What makes the state of the economy after a deep recession
in the UK different from the plain vanilla type is the hard-to-digest problem
of a banking crisis and the bitter tonic of austerity measures. In the build-up to the global financial
crisis, the UK economy was more reliant on its banking sector than most other
countries. High wages earned by
employees in the finance sector helped boost spending and a willingness by
banks to lend fuelled a real estate boom.
The excesses of the finance sector in the good times amplify the
problems that need to be sorted when times turn bad. The result in this case is that the UK
economy is currently suffering from weak consumer spending and a decline in
lending by banks. Reregulation of
banking activities has added further complication to sorting out the finance
sector.
The effect of the banks adding to the swings in the economy
is further heightened through the government.

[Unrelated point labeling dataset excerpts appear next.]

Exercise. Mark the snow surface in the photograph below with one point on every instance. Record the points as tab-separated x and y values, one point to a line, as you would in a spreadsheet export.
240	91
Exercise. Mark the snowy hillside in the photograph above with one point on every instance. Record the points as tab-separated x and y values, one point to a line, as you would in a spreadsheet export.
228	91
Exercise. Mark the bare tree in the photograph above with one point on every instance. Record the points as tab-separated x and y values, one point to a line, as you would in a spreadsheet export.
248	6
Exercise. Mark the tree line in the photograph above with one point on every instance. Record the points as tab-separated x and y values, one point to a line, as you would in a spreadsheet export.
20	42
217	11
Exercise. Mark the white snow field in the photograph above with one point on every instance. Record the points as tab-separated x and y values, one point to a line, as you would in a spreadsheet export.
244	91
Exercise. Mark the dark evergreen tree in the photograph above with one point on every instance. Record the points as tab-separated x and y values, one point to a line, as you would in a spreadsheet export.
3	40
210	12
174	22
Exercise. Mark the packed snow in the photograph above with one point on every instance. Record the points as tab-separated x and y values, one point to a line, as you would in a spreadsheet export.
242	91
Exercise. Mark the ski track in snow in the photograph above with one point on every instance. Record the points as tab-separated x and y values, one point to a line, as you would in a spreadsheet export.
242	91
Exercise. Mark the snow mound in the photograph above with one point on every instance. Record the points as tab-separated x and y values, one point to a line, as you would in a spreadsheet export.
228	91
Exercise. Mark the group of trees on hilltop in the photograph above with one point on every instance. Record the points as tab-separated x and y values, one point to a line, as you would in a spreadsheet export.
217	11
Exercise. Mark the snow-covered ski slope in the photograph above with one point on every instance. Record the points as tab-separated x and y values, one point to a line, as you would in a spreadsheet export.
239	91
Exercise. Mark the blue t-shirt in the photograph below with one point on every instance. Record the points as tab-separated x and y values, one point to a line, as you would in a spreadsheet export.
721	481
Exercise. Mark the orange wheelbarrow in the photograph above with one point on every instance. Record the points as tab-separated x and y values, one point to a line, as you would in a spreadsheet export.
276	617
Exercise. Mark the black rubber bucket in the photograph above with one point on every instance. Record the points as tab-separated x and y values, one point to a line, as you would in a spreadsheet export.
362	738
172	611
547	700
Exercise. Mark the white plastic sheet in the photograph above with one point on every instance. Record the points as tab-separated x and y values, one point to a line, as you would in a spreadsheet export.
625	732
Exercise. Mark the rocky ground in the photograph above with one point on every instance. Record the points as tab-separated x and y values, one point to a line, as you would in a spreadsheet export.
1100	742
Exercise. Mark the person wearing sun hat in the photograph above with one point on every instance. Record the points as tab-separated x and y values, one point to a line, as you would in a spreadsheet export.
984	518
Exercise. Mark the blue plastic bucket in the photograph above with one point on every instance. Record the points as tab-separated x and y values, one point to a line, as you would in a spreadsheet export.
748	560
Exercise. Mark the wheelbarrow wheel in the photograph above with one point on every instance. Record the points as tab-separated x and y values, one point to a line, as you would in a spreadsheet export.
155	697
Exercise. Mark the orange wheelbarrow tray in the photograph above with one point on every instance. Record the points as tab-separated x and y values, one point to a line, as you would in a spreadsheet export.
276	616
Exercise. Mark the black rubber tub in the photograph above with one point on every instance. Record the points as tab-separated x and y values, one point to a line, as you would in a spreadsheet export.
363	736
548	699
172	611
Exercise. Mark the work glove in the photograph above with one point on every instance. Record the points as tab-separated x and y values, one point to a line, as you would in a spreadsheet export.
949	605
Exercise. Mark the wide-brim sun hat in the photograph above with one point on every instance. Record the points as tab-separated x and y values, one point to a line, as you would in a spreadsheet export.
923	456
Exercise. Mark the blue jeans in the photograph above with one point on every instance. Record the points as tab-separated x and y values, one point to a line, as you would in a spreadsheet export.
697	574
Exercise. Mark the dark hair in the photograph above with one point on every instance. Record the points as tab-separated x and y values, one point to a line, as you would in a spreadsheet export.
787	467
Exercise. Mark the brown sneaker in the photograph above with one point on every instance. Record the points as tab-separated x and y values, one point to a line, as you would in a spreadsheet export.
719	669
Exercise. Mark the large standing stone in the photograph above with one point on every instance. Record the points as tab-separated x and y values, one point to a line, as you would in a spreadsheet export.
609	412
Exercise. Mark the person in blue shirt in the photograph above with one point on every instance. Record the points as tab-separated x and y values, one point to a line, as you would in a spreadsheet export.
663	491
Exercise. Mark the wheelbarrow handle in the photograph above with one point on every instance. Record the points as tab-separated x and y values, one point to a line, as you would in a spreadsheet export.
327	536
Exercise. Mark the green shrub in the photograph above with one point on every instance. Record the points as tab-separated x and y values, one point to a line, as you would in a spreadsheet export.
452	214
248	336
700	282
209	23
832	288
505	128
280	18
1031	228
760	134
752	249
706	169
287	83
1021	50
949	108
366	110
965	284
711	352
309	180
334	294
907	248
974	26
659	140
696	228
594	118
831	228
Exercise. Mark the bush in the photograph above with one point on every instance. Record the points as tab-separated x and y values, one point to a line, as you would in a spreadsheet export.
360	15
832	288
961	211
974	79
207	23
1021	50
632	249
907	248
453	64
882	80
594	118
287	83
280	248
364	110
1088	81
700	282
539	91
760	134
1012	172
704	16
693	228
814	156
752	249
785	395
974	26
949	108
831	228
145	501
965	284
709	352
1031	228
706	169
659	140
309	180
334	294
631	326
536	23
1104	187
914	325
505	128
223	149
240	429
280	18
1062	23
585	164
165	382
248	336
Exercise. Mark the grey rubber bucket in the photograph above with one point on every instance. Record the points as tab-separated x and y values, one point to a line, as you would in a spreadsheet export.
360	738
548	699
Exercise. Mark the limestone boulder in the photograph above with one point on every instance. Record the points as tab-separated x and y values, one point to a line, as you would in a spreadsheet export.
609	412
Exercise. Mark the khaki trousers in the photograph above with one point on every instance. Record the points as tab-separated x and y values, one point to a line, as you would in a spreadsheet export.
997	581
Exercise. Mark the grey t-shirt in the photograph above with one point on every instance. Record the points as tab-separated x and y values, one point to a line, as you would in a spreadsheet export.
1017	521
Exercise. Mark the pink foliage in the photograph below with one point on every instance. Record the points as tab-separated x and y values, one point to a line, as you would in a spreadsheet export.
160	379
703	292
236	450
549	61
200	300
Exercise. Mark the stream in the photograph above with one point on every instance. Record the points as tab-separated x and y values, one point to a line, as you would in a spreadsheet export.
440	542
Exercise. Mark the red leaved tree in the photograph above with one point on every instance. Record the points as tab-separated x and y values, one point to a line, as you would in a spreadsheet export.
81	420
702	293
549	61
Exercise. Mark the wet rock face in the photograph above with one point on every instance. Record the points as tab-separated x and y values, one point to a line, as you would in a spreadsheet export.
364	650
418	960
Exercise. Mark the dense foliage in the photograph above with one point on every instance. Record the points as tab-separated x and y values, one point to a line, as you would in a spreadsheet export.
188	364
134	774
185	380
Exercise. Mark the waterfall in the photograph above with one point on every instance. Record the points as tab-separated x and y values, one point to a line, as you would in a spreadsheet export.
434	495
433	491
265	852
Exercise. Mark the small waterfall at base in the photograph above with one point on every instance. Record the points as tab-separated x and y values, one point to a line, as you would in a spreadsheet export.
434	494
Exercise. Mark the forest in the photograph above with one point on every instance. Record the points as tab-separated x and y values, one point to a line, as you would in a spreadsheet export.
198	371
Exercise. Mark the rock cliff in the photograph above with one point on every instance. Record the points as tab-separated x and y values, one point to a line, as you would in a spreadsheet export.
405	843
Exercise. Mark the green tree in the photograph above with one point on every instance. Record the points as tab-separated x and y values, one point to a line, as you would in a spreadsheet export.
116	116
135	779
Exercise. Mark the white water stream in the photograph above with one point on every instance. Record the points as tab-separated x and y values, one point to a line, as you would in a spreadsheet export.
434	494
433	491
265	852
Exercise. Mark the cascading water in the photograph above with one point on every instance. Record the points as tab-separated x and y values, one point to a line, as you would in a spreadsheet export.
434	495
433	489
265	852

The buoyant finance sector provided extra income for the government when
the economy was booming. Not only did
this boost of funds to the government quickly dry up after the global financial
crisis but the government also had to use up valuable resources to step in to
rescue the banking sector. Having
already spent the cash bonus, the government is now having to take money out of
the economy in a manner which is the opposite of a fiscal stimulus through its
austerity measures. This is also not a
problem that will be easy to sort out and government cut backs are expected to
continue through to 2018.
Considering that a “triple-dip recession” is relatively new
term, what comes next? A quadruple-dip
recession? Even if the UK economy
manages to survive without slumping to two consecutive quarters with negative
growth (the common definition of a recession), years of slow growth are
ahead. The worst case scenario is
Japan. The extent of the economic
stagnation in Japan is not measured in the number of recessions but in the
number of decades for which there has been no substantial growth. Japan also suffered a property bubble which
triggered a banking crisis but on a larger scale. Yet, like Japan, the UK still has a lot to do,
such as finding the right balance between regulations and increasing lending at
banks along with government measures to boost the economy. Until this happens, hopes for recovery are
likely to melt away like an ice cream cone on a hot day.